Find an equation for a line that contains (4, 9) and is perpendicular to the graph of y = 7x + 3/8
Answer choices
1. y = -1/7 x + 9 4/7
2. y = 7x - 15
3. y = 1/7x + 8 5/7
No work needed.
Since you know that the slopes of perpendicular lines must be negative reciprocals of each other, all you have to look at is their slope.
the slope of the given line is 7, so the slope of the new line must be -1/7
Only 1. fits that.
( I would still check if the given point satisfies y = (-1/7)x + 9 4/7 , it does )
thanks
To find the equation of a line that is perpendicular to the given line, we need to determine the slope of the given line, and then find the negative reciprocal of that slope.

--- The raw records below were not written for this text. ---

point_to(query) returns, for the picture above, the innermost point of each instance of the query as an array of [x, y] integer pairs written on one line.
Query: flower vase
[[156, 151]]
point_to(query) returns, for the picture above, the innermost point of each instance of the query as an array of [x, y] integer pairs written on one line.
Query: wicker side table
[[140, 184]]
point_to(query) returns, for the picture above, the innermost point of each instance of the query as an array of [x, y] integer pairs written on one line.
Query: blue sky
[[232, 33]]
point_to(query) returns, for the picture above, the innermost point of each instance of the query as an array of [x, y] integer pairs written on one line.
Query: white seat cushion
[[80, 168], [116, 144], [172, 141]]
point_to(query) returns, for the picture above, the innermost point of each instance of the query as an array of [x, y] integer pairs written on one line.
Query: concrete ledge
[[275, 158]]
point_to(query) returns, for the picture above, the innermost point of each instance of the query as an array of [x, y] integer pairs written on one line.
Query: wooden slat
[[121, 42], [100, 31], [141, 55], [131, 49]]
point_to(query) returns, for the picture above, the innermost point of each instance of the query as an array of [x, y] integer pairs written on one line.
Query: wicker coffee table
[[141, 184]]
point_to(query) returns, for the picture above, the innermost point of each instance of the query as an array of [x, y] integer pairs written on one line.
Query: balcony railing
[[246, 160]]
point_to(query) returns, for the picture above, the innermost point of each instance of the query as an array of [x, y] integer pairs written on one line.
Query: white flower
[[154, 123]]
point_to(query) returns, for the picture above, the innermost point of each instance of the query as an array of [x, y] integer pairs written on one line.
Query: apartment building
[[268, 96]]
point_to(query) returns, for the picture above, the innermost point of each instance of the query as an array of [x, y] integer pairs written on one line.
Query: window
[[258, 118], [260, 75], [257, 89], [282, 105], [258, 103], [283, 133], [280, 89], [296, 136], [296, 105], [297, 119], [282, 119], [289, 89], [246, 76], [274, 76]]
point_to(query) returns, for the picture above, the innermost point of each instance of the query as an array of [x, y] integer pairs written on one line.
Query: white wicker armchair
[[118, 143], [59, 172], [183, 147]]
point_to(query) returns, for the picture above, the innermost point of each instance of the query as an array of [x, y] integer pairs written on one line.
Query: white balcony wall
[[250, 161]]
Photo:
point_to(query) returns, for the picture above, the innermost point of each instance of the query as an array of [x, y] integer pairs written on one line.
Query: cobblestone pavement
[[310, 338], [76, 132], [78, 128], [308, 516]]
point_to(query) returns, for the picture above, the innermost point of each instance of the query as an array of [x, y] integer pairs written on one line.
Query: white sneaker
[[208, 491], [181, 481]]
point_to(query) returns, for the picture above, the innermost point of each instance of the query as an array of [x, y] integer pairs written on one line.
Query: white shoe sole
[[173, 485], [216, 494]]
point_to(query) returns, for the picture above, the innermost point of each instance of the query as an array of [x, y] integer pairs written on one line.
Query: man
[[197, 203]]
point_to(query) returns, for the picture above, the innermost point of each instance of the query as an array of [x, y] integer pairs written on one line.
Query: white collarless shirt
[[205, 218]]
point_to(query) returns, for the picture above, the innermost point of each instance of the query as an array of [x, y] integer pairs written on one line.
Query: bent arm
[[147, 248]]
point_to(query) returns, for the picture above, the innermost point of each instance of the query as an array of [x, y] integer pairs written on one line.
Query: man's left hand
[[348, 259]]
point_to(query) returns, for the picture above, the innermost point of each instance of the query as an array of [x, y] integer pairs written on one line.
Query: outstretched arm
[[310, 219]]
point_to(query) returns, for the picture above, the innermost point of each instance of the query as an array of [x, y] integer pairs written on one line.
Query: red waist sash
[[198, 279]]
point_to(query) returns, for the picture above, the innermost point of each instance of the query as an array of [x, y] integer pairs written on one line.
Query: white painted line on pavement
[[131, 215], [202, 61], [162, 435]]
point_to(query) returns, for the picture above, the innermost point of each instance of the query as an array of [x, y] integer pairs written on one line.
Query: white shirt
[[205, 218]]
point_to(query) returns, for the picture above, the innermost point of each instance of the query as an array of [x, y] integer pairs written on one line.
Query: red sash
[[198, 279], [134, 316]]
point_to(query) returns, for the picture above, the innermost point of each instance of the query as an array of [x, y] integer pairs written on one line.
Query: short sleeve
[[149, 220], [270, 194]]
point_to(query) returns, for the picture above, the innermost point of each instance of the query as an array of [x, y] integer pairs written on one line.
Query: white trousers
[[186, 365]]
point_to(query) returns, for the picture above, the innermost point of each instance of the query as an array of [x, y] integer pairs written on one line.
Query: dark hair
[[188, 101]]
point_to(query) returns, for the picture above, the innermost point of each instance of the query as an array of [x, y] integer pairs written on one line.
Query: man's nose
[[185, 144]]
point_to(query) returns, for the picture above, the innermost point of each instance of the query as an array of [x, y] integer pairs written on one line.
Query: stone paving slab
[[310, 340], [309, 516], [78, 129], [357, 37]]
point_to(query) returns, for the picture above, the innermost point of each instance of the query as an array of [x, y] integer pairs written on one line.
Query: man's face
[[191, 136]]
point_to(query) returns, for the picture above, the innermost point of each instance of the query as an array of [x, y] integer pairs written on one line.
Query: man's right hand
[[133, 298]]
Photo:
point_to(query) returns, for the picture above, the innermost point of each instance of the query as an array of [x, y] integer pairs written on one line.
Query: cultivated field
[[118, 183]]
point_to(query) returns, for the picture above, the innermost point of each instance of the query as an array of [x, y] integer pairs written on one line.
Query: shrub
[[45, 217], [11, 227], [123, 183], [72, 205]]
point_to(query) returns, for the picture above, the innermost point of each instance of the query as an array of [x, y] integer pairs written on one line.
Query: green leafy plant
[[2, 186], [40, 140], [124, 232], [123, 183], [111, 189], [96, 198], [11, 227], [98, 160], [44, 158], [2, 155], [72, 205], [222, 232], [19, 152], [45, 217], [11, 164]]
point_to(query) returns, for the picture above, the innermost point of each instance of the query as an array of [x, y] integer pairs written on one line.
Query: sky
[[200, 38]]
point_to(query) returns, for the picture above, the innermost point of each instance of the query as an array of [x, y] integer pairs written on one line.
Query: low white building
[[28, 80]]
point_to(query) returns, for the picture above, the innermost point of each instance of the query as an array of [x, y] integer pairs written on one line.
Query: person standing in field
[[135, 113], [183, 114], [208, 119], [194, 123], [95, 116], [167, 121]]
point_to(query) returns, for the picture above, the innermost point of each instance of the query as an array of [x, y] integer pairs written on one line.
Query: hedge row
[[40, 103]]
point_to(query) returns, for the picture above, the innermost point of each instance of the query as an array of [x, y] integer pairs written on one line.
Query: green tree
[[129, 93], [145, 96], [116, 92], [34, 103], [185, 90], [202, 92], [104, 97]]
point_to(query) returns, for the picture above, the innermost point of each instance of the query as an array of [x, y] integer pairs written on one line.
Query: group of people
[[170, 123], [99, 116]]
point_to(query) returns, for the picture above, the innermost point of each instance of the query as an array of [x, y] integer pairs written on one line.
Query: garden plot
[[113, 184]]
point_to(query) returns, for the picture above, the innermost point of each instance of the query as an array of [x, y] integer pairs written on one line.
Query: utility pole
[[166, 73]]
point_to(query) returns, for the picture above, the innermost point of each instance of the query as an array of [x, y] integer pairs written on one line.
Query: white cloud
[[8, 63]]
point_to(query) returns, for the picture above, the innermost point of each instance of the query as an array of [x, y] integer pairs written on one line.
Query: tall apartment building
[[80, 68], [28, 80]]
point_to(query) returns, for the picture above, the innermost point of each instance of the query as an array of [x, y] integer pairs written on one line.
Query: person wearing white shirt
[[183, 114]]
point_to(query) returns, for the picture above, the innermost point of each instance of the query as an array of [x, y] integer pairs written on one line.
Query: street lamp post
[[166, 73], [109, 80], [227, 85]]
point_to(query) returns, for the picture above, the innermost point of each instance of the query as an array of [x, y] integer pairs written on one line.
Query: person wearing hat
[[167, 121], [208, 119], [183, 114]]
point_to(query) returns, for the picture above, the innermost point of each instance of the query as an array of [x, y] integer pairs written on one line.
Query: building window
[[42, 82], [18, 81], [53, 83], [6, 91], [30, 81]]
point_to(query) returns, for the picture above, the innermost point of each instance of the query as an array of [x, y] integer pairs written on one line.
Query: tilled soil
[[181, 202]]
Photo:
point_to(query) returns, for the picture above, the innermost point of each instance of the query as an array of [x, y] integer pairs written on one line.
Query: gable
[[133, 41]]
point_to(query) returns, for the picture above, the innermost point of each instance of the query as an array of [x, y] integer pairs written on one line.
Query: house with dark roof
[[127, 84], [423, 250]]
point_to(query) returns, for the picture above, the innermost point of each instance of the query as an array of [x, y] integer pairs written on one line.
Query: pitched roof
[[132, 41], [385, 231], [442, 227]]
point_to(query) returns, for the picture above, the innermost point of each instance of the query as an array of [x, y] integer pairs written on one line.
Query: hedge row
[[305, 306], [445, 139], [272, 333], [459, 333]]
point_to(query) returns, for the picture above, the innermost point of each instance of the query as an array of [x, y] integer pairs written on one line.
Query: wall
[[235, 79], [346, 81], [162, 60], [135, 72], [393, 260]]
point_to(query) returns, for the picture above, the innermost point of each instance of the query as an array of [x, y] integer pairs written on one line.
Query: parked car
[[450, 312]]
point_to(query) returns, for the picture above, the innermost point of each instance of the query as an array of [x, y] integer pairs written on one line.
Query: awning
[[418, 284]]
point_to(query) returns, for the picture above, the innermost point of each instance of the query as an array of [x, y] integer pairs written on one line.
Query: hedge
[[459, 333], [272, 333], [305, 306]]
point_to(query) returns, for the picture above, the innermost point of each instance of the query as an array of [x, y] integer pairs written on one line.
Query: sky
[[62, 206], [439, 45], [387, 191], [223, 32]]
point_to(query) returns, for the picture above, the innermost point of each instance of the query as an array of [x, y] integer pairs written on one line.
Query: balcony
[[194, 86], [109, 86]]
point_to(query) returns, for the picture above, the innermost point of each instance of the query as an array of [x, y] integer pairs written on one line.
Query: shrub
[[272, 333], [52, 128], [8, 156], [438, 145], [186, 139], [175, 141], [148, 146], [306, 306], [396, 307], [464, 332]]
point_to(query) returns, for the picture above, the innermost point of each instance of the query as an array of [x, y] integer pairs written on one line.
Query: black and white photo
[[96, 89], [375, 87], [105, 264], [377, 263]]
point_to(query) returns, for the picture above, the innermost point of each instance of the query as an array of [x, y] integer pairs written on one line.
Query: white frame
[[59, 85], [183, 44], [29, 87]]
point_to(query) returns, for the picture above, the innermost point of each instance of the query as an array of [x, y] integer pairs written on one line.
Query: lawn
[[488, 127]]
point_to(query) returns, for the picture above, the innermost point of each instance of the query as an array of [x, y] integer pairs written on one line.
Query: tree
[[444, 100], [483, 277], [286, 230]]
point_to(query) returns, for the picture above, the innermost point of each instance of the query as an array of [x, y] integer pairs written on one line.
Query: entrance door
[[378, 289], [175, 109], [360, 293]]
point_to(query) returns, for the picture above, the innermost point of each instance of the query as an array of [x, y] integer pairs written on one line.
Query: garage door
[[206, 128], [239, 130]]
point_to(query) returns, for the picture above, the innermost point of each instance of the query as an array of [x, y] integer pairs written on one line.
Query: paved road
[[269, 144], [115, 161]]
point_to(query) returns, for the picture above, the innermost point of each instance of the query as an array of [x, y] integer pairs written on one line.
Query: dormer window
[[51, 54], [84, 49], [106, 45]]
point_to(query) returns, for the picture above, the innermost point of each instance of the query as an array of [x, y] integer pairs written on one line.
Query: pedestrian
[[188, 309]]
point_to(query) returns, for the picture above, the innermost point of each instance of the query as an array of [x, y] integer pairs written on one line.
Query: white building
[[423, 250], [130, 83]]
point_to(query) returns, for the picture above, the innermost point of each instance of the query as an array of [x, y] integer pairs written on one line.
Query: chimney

The given equation is y = 7x + 3/8. We can see that the slope of this line is 7, as it is the coefficient of x.
To find the negative reciprocal of the slope, we take the reciprocal of 7 (1/7) and then multiply it by -1. So, the slope of the line perpendicular to the given line is -1/7.
Now that we have the slope (-1/7), we can use the point-slope form of a linear equation to determine the equation of the line. The point-slope form is given by y - y1 = m(x - x1), where (x1, y1) is a point on the line, and m is the slope.
We are given the point (4, 9) that the line must pass through. So, substituting the values into the point-slope form, we have:
y - 9 = (-1/7)(x - 4)
To simplify this equation, we distribute -1/7 to the terms inside the parentheses:
y - 9 = (-1/7)x + 4/7
Next, we isolate y by adding 9 to both sides of the equation:
y = (-1/7)x + 4/7 + 63/7
Combining the fractions on the right side:
y = (-1/7)x + 67/7
Thus, the equation of the line that is perpendicular to the graph of y = 7x + 3/8 and passes through the point (4, 9) is y = (-1/7)x + 67/7.
None of the answer choices provided match this equation, so the correct answer is not among the given options.